Turkish drone strikes kill seven PKK members in northern Iraq
Seven Kurdistan Workers Party (PKK) members, including two medical personnel, were killed by Turkish drone strikes on August 24 in Iraq's Erbil province. The counter-terrorism service reported that three PKK fighters died in a drone strike on their vehicle in the Sidakan district. Later that day, another drone strike in the same area killed four more PKK members, including the two medical personnel.
These strikes coincided with the visit of Turkish Foreign Minister Hakan Fidan to the region. During his visit, Fidan met with top Kurdish officials, including President Nechervan Barzani and Prime Minister Masrour Barzani. Earlier, on August 22, Fidan, in a joint press conference with his Iraqi counterpart, called for Iraq to designate the PKK as a terrorist organization.
Ukrainian President meets Turkish foreign minister amid Black Sea tensions
Turkey's Foreign Minister Hakan Fidan visited Kyiv on August 25 to meet with Ukrainian President Volodymyr Zelenskyy and other high-level officials. The aim was to mediate between Ukraine and Russia for a crucial Black Sea agreement on grain exports.
During their meeting, Zelenskyy said they discussed several matters, including Ukraine's stance on potential peace with Russia and efforts to organize a peace summit.

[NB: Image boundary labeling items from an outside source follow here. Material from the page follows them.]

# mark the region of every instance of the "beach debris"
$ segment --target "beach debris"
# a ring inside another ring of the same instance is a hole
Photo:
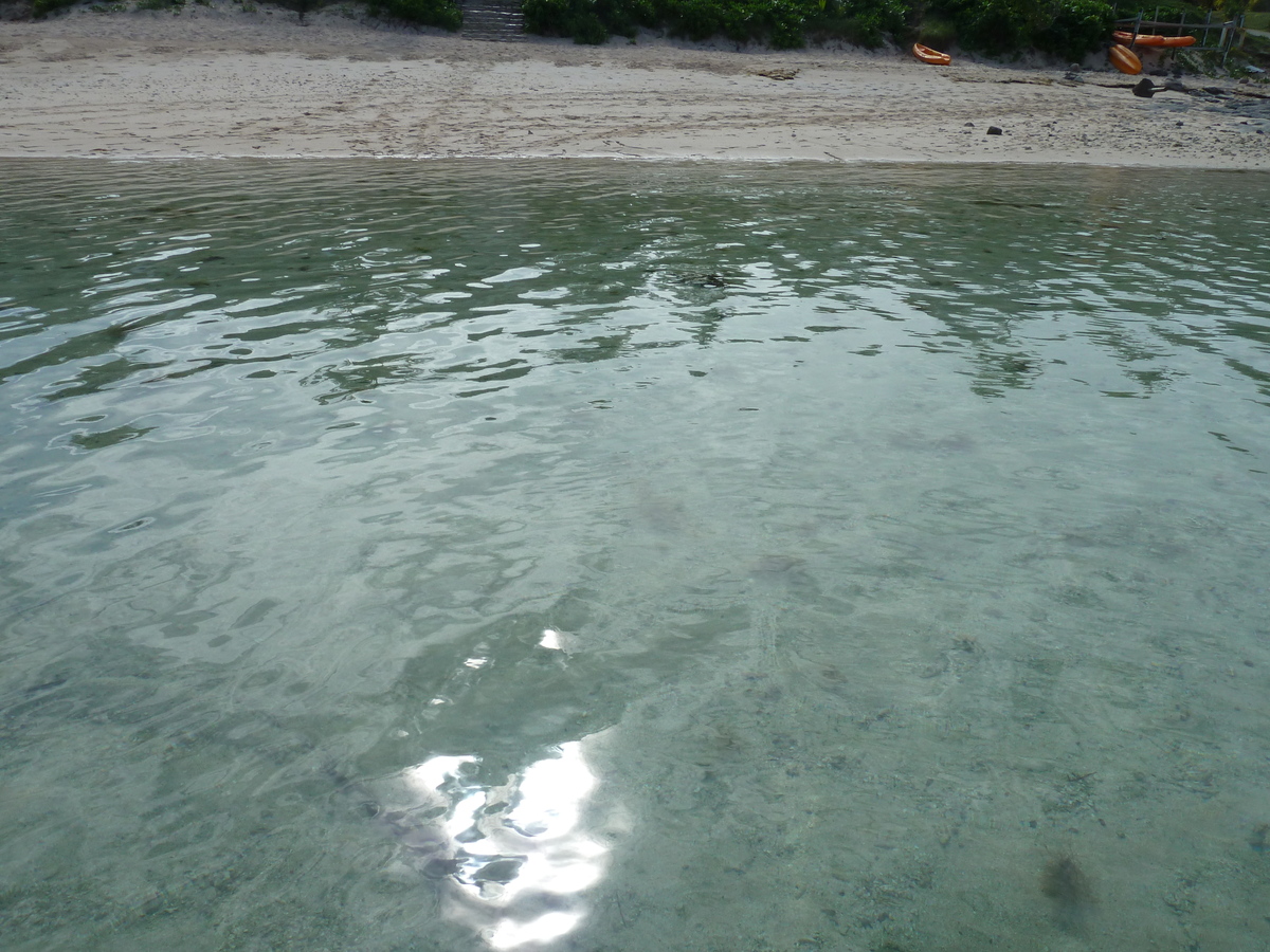
[[[751,74],[773,80],[790,80],[798,76],[799,70],[751,70]]]

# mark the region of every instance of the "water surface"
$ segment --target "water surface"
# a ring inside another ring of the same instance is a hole
[[[0,170],[8,948],[1270,946],[1270,175]]]

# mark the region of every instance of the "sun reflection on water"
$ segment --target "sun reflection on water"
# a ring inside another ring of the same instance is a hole
[[[554,748],[550,757],[505,783],[480,783],[480,758],[438,755],[401,774],[411,812],[444,812],[425,843],[429,867],[455,889],[448,913],[467,923],[491,948],[511,949],[558,939],[585,916],[583,894],[605,875],[608,847],[592,836],[583,811],[598,786],[584,741]],[[403,838],[405,842],[405,838]]]

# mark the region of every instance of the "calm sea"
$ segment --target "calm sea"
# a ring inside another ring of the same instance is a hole
[[[0,176],[6,949],[1270,947],[1270,175]]]

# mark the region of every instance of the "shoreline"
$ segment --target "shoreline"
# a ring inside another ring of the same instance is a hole
[[[0,22],[0,157],[1270,169],[1270,96],[1229,80],[1139,99],[1115,71],[650,37],[490,43],[334,8],[301,25],[210,4]]]

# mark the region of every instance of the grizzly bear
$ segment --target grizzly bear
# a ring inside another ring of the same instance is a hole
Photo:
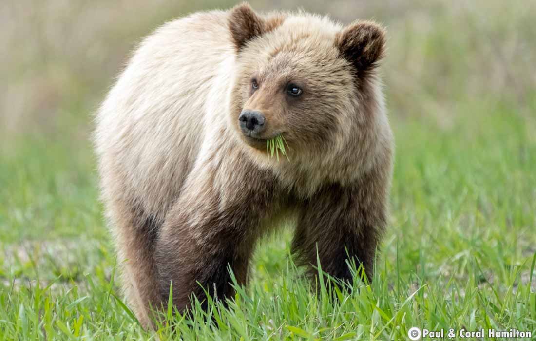
[[[128,301],[187,308],[245,283],[259,237],[293,222],[312,269],[372,275],[384,229],[392,136],[378,63],[385,32],[247,4],[192,14],[145,39],[110,91],[94,135],[102,199]],[[282,136],[287,158],[266,141]],[[311,271],[314,271],[311,270]]]

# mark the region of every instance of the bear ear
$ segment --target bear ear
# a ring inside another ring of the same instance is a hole
[[[385,31],[373,21],[358,21],[340,32],[336,43],[341,56],[352,63],[359,73],[371,71],[385,54]]]
[[[240,51],[246,43],[266,32],[266,24],[257,15],[248,3],[243,3],[231,10],[229,17],[229,29],[237,51]]]

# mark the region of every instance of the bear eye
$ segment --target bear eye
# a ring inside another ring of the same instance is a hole
[[[287,93],[291,96],[297,97],[303,92],[301,88],[296,84],[289,84],[287,86]]]
[[[257,90],[259,88],[259,84],[257,83],[257,79],[255,78],[251,79],[251,87],[254,90]]]

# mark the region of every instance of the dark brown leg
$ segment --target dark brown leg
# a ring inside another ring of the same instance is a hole
[[[371,280],[376,249],[386,224],[389,183],[385,179],[364,176],[351,186],[333,184],[307,201],[293,243],[299,261],[316,266],[317,250],[324,271],[349,281],[349,256],[356,266],[363,264]]]

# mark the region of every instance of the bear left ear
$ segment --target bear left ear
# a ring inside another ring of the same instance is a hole
[[[229,29],[236,50],[240,51],[247,42],[264,33],[264,21],[248,3],[233,9],[229,17]]]
[[[341,56],[358,72],[375,69],[385,50],[385,31],[372,21],[358,21],[345,27],[336,38]]]
[[[235,6],[231,10],[228,25],[236,51],[242,50],[250,40],[274,29],[284,20],[281,14],[262,18],[247,2]]]

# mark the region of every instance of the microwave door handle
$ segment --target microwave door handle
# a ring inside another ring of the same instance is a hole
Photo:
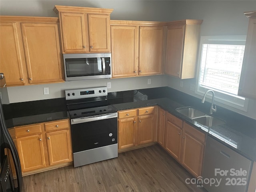
[[[105,63],[105,58],[102,57],[101,59],[102,60],[102,74],[106,74],[106,64]]]

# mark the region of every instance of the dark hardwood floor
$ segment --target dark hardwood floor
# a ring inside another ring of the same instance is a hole
[[[27,192],[206,192],[186,184],[193,177],[158,145],[118,157],[23,177]]]

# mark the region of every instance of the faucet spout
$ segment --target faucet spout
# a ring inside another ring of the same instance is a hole
[[[207,93],[209,92],[211,92],[212,94],[212,104],[210,109],[210,114],[212,114],[212,112],[216,112],[216,106],[215,106],[214,108],[213,107],[213,102],[214,102],[214,92],[212,90],[211,90],[210,89],[207,90],[204,95],[204,96],[202,99],[202,101],[201,101],[201,102],[202,103],[204,103],[204,100],[205,100],[205,96],[206,96]]]

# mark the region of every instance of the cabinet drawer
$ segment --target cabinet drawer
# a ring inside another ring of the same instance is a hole
[[[166,115],[166,120],[178,127],[182,127],[182,120],[169,113]]]
[[[200,131],[187,124],[186,123],[183,125],[184,130],[189,134],[197,139],[203,143],[205,142],[205,134],[202,133]]]
[[[40,134],[42,133],[41,124],[14,127],[14,130],[16,138]]]
[[[137,109],[126,110],[118,112],[118,118],[119,119],[135,116],[137,116]]]
[[[155,112],[155,107],[148,107],[138,109],[139,115],[147,115]]]
[[[45,131],[55,131],[56,130],[61,130],[62,129],[68,129],[69,128],[69,120],[66,120],[63,121],[58,121],[46,123],[44,124],[44,129]]]

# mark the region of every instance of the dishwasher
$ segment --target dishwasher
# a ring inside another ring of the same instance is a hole
[[[198,180],[209,192],[246,192],[252,166],[250,160],[208,136]]]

Although the Turkish Foreign Ministry didn't share specific details, they released images of the Kyiv meetings where Fidan also met with Ukrainian Prime Minister Denys Shmyhal.
After the discussions, Shmyhal highlighted talks on Ukraine's reconstruction and economic collaboration between the countries.

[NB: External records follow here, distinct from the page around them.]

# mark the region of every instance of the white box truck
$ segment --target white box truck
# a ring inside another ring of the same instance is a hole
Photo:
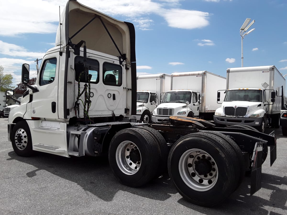
[[[220,106],[213,97],[226,84],[226,78],[207,71],[172,73],[172,90],[166,92],[162,103],[154,110],[152,121],[176,116],[212,120]]]
[[[170,89],[170,75],[166,74],[137,77],[137,120],[145,123],[151,122],[154,110],[161,103],[164,93]]]
[[[285,79],[275,66],[228,68],[227,79],[224,99],[214,117],[216,124],[240,124],[261,132],[267,125],[279,128]]]
[[[28,84],[29,65],[22,66],[22,82],[29,90],[8,118],[8,139],[16,154],[107,155],[115,178],[133,187],[158,177],[167,167],[185,198],[210,206],[238,187],[249,167],[247,161],[253,164],[251,194],[260,189],[255,179],[261,178],[263,151],[269,146],[271,164],[276,159],[274,132],[216,128],[203,120],[178,117],[169,124],[132,122],[137,96],[133,25],[73,0],[61,17],[56,46],[43,58],[33,86]]]

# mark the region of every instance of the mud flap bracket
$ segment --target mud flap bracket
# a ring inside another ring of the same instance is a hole
[[[250,195],[252,195],[261,188],[261,173],[262,166],[262,150],[263,142],[255,144],[251,162],[251,183]]]

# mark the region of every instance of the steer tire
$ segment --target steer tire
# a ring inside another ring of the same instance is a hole
[[[145,123],[150,123],[152,122],[152,115],[149,111],[146,110],[144,112],[141,117],[141,120]]]
[[[120,131],[112,139],[108,154],[112,171],[126,186],[142,186],[154,178],[157,173],[159,164],[158,146],[147,131],[139,128]],[[135,167],[134,169],[130,168],[136,165],[138,165],[136,169]]]
[[[150,127],[142,126],[139,128],[147,131],[153,138],[155,142],[158,147],[160,151],[160,161],[157,173],[156,176],[157,177],[167,170],[167,158],[168,156],[168,148],[166,142],[160,133],[155,129]],[[132,129],[134,129],[132,128]]]
[[[240,167],[238,160],[234,159],[234,151],[213,134],[184,136],[170,152],[168,164],[170,179],[181,195],[192,203],[215,206],[226,199],[237,186],[239,174],[236,170]],[[208,161],[212,162],[209,163]],[[208,173],[210,166],[212,170]],[[212,173],[214,174],[211,176],[209,173]],[[203,180],[209,175],[213,177]]]
[[[11,142],[14,151],[19,156],[29,157],[34,154],[31,132],[25,121],[18,122],[14,126],[11,134]]]
[[[199,133],[212,134],[219,137],[229,144],[235,153],[236,155],[235,157],[237,158],[238,160],[238,162],[239,162],[240,168],[238,169],[239,174],[239,180],[237,186],[235,187],[235,189],[234,190],[235,191],[241,184],[245,174],[246,168],[245,167],[244,158],[240,148],[238,146],[238,145],[229,137],[220,132],[213,131],[205,131],[204,132],[200,132]]]

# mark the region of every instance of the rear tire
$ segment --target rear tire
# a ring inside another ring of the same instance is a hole
[[[158,147],[147,131],[126,128],[118,132],[109,148],[110,165],[123,184],[136,187],[156,175],[159,163]]]
[[[19,156],[28,157],[34,153],[31,133],[25,121],[18,122],[14,126],[11,134],[11,142],[14,151]]]
[[[235,170],[239,167],[235,157],[230,146],[213,134],[188,134],[170,150],[168,173],[185,198],[198,205],[214,206],[227,198],[237,185]]]

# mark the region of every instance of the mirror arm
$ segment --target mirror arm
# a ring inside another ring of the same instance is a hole
[[[31,86],[28,84],[26,83],[24,83],[24,82],[22,82],[22,83],[24,84],[24,85],[27,87],[32,90],[32,91],[33,92],[33,93],[36,93],[37,92],[39,92],[39,90],[38,89],[38,88],[36,87],[33,87],[32,86]]]
[[[7,95],[6,96],[6,97],[8,97],[9,99],[11,99],[13,101],[15,101],[16,102],[18,102],[19,104],[20,103],[20,101],[19,101],[19,100],[18,100],[14,98],[13,98],[13,97],[12,97],[12,96],[11,96],[11,95]]]

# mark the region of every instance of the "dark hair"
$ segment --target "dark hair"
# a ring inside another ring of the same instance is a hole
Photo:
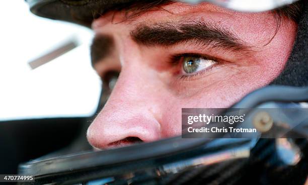
[[[303,1],[299,1],[292,4],[279,8],[273,12],[279,16],[284,16],[298,23],[302,12]]]

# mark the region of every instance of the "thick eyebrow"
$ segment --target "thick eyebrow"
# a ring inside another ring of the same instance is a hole
[[[251,47],[226,29],[212,23],[163,23],[140,25],[130,33],[136,43],[148,46],[170,46],[193,41],[198,44],[247,53]]]
[[[106,35],[97,35],[93,38],[90,46],[90,55],[92,67],[104,58],[111,54],[114,47],[112,38]]]

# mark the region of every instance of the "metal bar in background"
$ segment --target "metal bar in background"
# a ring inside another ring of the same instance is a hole
[[[59,47],[57,47],[56,48],[56,49],[47,53],[47,54],[29,61],[29,65],[32,69],[34,69],[50,62],[55,58],[63,55],[64,54],[76,48],[79,45],[79,43],[78,42],[77,39],[75,38],[71,39],[65,42],[64,42]]]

Fidan is anticipated to visit Russia following his trip to Ukraine, as announced by Turkish President Recep Tayyip Erdogan. Russia confirmed the upcoming meeting, although no precise timeline was given.
Additionally, the Kremlin announced that Presidents Erdogan and Putin are expected to meet in the coming weeks.
Greek Foreign Minister to visit Ankara for talks on bilateral and regional issues
The Turkish Foreign Ministry announced on August 27 that Greek Foreign Minister George Gerapetritis will visit Ankara on September 5th.
Gerapetritis will be the guest of Turkish Foreign Minister Hakan Fidan for a working visit. The two ministers are scheduled to discuss bilateral relations, regional matters, and preparations for a cooperation meeting covering economic, trade, transportation, energy, and other aspects.
Key topics on the agenda include maritime boundaries in the Aegean and Eastern Mediterranean, the Cyprus issue, and other regional concerns, including the ongoing Russian occupation of Ukraine.